The State Department had listed the Mojahedin under so many aliases and so many designation categories that it took 54 individual paragraphs to scrub every mention of the group as a terrorist organization. The de-listing covers not just the parent Mojahedin-e Khalq, but also such subsidiary organizations as the National Council of Resistance, the National Liberation Army of Iran and the Muslim Iranian Students Society.
The de-listing means the Mojahedin-e Khalq can now operate openly in the United States and resume its fund-raising operations. It also means that its funds—frozen in 1997 when it was first put on the FTO list—are now freed and returned to the group. Those funds totaled $120,488 as of the end of last year, including interest earned since the assets were frozen.
In Auvers-sur-Oise, outside Paris, where the Mojahedin maintain their international headquarters, Maryam Rajavi, the co-leader of the group gave a rare interview Friday to the Associated Press.
She said she hopes the organization can now have the ear of the world’s diplomats to help bolster its bid to overthrow Iran’s clerical regime. She stressed that its goal was to replace the Islamic Republic with a democratic government.
“It now has become evident for everyone that these [terror] allegations were untrue,” she said, mischaracterizing what the State Department said.
Rajavi, 58, denied charges by critics that her group has all the earmarks of a cult, blaming Iran for such allegations, although the cult charge has been leveled mainly in the Iranian expatriate community.

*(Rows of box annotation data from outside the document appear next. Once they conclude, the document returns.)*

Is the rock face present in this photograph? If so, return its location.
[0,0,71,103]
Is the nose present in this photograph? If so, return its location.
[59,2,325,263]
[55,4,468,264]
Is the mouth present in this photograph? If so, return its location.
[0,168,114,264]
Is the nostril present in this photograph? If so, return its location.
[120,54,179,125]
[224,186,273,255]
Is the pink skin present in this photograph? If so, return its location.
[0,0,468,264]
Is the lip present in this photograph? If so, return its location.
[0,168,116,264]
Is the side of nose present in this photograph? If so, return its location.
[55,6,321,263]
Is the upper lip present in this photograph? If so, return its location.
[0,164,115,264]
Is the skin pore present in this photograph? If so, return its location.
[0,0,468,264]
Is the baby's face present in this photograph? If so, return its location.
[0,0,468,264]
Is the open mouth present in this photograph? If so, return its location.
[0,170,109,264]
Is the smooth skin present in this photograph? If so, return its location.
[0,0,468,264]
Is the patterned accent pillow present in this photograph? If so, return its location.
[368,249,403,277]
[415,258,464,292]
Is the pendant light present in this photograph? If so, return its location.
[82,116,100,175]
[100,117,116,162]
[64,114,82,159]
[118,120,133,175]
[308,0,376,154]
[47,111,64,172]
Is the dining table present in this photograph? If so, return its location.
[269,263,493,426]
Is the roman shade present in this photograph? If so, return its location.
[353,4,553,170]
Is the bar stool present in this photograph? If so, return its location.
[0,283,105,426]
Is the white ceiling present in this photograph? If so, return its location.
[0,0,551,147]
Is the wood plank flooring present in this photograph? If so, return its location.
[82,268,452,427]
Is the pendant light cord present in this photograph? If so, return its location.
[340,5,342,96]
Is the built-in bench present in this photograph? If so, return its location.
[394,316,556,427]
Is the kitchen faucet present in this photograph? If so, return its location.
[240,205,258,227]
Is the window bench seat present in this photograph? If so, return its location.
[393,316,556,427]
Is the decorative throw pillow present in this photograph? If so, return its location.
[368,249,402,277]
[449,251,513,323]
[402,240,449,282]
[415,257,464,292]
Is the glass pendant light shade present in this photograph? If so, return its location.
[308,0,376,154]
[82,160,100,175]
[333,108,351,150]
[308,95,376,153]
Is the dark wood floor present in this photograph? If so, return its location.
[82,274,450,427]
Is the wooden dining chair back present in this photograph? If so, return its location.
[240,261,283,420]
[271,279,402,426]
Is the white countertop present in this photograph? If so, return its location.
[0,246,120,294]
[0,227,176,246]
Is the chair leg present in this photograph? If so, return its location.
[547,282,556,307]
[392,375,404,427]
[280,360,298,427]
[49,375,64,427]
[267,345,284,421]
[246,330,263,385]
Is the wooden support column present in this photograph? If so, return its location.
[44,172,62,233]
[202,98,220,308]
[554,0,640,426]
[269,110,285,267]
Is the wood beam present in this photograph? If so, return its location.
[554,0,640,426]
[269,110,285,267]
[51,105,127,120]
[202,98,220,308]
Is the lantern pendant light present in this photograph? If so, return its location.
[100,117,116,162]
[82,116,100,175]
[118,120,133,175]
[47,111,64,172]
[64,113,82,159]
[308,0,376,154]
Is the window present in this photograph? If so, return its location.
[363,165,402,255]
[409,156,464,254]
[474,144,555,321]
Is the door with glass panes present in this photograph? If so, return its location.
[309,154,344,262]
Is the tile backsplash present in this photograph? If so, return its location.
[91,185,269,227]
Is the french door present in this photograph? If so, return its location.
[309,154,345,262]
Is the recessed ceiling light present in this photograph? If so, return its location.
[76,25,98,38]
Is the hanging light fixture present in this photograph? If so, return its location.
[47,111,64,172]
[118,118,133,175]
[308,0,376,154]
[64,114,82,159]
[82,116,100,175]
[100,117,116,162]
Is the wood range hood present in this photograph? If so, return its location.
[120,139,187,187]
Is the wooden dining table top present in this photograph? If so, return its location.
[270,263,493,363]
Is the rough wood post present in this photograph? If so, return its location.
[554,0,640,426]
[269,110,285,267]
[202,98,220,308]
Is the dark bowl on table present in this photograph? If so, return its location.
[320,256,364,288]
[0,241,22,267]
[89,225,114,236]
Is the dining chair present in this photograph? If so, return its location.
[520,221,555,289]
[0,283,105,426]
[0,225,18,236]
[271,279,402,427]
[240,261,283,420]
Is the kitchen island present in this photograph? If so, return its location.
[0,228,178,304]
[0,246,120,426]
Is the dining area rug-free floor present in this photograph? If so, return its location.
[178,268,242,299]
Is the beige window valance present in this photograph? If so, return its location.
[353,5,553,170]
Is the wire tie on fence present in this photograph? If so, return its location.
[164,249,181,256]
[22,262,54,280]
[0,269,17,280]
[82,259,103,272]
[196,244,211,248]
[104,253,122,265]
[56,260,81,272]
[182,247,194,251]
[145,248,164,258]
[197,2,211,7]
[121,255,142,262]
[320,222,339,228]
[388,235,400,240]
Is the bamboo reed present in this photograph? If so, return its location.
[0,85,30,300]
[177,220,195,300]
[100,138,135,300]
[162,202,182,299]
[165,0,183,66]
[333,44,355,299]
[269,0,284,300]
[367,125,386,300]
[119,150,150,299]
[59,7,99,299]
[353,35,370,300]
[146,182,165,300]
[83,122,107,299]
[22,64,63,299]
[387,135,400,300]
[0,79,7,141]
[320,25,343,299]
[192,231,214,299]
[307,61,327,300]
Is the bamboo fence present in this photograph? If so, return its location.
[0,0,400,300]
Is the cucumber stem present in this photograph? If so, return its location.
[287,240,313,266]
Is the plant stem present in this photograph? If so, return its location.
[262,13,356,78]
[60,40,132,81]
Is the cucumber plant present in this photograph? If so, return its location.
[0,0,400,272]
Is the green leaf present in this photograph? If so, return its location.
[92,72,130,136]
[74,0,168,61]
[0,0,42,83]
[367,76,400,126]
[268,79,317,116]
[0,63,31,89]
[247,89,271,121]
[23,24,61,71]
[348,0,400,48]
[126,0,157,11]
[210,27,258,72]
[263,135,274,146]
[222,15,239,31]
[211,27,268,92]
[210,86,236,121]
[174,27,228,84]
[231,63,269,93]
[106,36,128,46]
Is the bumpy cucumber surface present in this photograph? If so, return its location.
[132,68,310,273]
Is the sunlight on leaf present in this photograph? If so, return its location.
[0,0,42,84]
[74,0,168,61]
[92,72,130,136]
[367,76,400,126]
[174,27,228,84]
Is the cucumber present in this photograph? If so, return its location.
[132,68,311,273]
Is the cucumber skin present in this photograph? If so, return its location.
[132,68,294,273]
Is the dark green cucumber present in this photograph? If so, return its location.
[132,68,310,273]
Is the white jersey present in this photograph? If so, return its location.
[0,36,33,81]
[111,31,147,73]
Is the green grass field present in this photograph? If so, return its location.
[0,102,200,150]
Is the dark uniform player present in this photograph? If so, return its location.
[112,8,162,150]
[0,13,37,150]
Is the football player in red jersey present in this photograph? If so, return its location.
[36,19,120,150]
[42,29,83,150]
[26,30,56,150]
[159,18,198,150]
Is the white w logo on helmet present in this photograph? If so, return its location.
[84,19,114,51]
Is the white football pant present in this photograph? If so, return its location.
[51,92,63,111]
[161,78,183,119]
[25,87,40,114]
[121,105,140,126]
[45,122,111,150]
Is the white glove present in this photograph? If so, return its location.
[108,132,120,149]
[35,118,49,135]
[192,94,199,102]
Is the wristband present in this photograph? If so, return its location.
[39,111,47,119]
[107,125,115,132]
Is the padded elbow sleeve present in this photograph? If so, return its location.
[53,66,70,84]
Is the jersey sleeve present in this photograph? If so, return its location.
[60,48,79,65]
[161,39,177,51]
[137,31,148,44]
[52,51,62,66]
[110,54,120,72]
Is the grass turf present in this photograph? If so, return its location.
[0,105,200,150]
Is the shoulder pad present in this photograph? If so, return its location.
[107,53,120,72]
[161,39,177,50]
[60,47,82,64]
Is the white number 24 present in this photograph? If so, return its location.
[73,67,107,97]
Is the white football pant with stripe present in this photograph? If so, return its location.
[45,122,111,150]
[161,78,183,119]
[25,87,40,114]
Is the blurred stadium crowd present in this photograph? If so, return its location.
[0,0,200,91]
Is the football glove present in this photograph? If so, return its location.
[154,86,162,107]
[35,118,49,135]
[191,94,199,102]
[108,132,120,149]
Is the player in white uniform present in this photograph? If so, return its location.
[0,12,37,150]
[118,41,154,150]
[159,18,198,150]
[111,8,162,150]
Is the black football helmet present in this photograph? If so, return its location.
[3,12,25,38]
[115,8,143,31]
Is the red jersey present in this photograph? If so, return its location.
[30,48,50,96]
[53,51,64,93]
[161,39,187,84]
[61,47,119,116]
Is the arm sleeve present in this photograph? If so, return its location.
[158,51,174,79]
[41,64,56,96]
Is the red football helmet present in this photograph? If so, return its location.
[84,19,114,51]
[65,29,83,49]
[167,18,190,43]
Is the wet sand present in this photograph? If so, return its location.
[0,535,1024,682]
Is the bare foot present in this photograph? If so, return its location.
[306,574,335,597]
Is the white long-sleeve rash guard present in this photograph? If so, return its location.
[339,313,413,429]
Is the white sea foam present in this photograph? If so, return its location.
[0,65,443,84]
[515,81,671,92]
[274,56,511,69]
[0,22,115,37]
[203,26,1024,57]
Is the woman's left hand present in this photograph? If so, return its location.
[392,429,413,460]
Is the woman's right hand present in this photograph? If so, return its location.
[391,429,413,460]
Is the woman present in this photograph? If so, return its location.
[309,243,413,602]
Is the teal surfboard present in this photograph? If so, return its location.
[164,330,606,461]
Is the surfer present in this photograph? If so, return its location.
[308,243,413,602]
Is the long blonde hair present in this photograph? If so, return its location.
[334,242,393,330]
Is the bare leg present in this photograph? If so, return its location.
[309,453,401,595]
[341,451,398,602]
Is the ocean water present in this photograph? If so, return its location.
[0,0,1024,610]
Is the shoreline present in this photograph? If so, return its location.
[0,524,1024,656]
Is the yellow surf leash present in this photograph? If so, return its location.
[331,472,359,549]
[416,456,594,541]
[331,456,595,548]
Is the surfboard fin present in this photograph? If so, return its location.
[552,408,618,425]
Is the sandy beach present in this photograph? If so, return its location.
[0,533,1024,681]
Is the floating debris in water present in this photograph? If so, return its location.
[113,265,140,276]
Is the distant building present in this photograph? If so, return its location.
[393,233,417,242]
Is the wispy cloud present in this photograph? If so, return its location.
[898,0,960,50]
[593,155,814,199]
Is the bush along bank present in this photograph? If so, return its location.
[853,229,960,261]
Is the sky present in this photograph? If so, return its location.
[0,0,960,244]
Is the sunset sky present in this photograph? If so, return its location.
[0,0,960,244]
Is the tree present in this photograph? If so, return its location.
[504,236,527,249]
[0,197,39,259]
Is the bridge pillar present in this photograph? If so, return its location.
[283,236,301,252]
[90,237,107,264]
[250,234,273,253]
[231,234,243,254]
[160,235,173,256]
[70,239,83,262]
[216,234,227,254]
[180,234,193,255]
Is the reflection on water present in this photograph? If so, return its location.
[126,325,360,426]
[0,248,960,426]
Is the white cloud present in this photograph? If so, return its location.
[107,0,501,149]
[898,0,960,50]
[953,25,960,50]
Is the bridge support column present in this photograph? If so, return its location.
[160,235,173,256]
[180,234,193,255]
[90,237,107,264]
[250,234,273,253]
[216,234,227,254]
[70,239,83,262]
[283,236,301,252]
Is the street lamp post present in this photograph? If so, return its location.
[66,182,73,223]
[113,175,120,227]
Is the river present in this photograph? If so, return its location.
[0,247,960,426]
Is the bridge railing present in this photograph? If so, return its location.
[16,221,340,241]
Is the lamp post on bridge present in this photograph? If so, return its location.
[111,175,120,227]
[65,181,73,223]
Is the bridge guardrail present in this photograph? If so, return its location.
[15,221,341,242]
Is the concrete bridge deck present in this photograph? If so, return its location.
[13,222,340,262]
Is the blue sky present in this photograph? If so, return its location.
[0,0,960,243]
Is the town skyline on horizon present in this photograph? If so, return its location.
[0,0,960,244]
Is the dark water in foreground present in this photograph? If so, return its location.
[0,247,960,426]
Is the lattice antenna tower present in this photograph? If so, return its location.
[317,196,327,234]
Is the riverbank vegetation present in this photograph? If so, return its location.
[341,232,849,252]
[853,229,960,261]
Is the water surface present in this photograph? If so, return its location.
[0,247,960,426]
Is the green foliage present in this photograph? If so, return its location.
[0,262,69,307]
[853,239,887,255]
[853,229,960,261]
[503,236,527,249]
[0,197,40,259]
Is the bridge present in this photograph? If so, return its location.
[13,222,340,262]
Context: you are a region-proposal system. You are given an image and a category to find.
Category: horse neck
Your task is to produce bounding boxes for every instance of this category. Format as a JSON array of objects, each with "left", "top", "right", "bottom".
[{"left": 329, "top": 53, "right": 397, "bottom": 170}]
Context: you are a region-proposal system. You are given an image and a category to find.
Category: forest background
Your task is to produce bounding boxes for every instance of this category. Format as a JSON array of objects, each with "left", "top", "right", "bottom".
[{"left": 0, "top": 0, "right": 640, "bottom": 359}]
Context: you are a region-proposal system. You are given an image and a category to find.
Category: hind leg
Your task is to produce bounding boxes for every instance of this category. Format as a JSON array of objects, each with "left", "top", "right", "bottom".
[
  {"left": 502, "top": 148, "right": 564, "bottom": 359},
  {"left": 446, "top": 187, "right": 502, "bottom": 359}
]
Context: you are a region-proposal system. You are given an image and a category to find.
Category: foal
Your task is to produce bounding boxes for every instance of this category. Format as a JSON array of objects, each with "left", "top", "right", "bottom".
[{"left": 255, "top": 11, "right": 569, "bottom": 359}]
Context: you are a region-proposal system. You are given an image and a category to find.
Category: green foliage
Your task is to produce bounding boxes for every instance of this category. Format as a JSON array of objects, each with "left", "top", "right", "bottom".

“All the energy and potential of our movement were chained” during the 15 years the Mojahedin-e Khalq was listed by the United States as a terrorist organization, she said.
“The diplomatic scene will be completely different” because the group’s status as a pariah will evaporate, she said. But “the most important impact … will be seen inside Iran.
“The balance of power is going to change. For example, the first message for the Iranian people will be that they won’t fear increasing their activity and increasing their demonstrations,” she said. The fear “will evaporate … and that will lead to the expansion of anti-regime activities within Iran.”
With a clean bill of health in the West, the Iranian regime “will no longer have the excuse” of acting against an organization deemed terrorist by the United States.
Maryam Rajavi is officially the co-leader of the organization along with her husband, Masud Rajavi, who was among the organization’s founders in the 1970s.
A veil of mystery surrounds Masud Rajavi. He was last reportedly seen early in 2003, shortly before the United States invaded Iraq and captured all the Mojahedin bases. There is speculation he is dead, but Maryam Rajavi told the AP he is alive, although she would not say where he is living.